É nesse ponto que a crítica ganha outra camada, mais difícil, mas necessária. A repetição quase performática de imagens de violência sexual, narradas com riqueza de detalhes visuais e auditivos, sempre envolvidas em tom escandaloso e carregadas de teatralidade, levanta uma suspeita incômoda: por que uma autoridade pública, supostamente encarregada de proteger crianças, parece extrair prazer discursivo da exposição minuciosa de seus sofrimentos? As falas de Damares, muitas vezes evocando descrições dignas de fóruns obscuros da internet dos anos 2000, soam menos como denúncia e mais como encenação. Há um fascínio retórico evidente na forma como ela conduz a narrativa, e isso não pode ser ignorado. Quando a política pública se associa sistematicamente a cenas de abuso infantil, em tom quase ficcional, é necessário perguntar, o que se busca com esse tipo de imaginação pública? A obsessão da ministra das goiabeiras por temas sexuais envolvendo crianças ultrapassa a denúncia e se aproxima de um teatro doentio de purificação moral, onde a exposição simbólica do mal serve mais para excitar afetos do que para formular respostas concretas. O Brasil precisa tratar isso com a seriedade que exige, não como escândalo, mas como sintoma.
Como observa Jason Stanley em “Como funciona o fascismo: A política do “nós e eles”, regimes autoritários não operam apenas pelo controle da força, mas sobretudo pela construção de narrativas morais infladas de emoção e desprovidas de compromisso com a complexidade. O fascismo, segundo ele, “se apoia em fantasias de pureza e nostalgia de uma ordem moral perdida”, utilizando símbolos carregados de afeto para interditar o debate racional e justificar políticas de controle. Nesse sentido, o uso sistemático do sofrimento infantil como peça de propaganda e o fetichismo em torno do feto — seja de plástico ou de discurso, não são desvios retóricos isolados, mas engrenagens de uma estratégia. Trata-se de transformar angústias legítimas em espetáculo, interditar a crítica sob o pretexto de proteção e mobilizar afetos em vez de políticas públicas.

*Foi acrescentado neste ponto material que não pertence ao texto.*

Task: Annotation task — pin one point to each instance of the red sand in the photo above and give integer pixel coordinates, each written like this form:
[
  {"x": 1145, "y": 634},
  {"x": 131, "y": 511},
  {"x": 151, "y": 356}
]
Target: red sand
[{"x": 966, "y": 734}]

A política da pureza moral, tão central ao fascismo descrito por Stanley, ganha aqui contornos religiosos e midiáticos, com forte apelo emocional e baixa tolerância à contestação.
Ao transformar sofrimento em espetáculo, o governo federal fez do Marajó um laboratório de guerra cultural, a infância como escudo, a religião como trincheira, o desmonte do Estado como estratégia. A dor alheia foi sequestrada para justificar projetos que pouco ou nada tinham a ver com cuidado, e muito com ocupação política, simbólica e territorial. O resultado foi devastador, nenhuma política pública estruturada, nenhum sistema de proteção consolidado, apenas ruínas e igrejas em pé.
Hoje, o MPF cobra uma indenização de R$ 5 milhões à União e à senadora Damares Alves por danos morais coletivos à população marajoara. Mas o estrago vai além do orçamento, está na imagem do território, na criminalização cultural de um povo e no precedente perigoso de se usar o discurso de proteção à infância como justificativa para qualquer coisa, até para a mentira.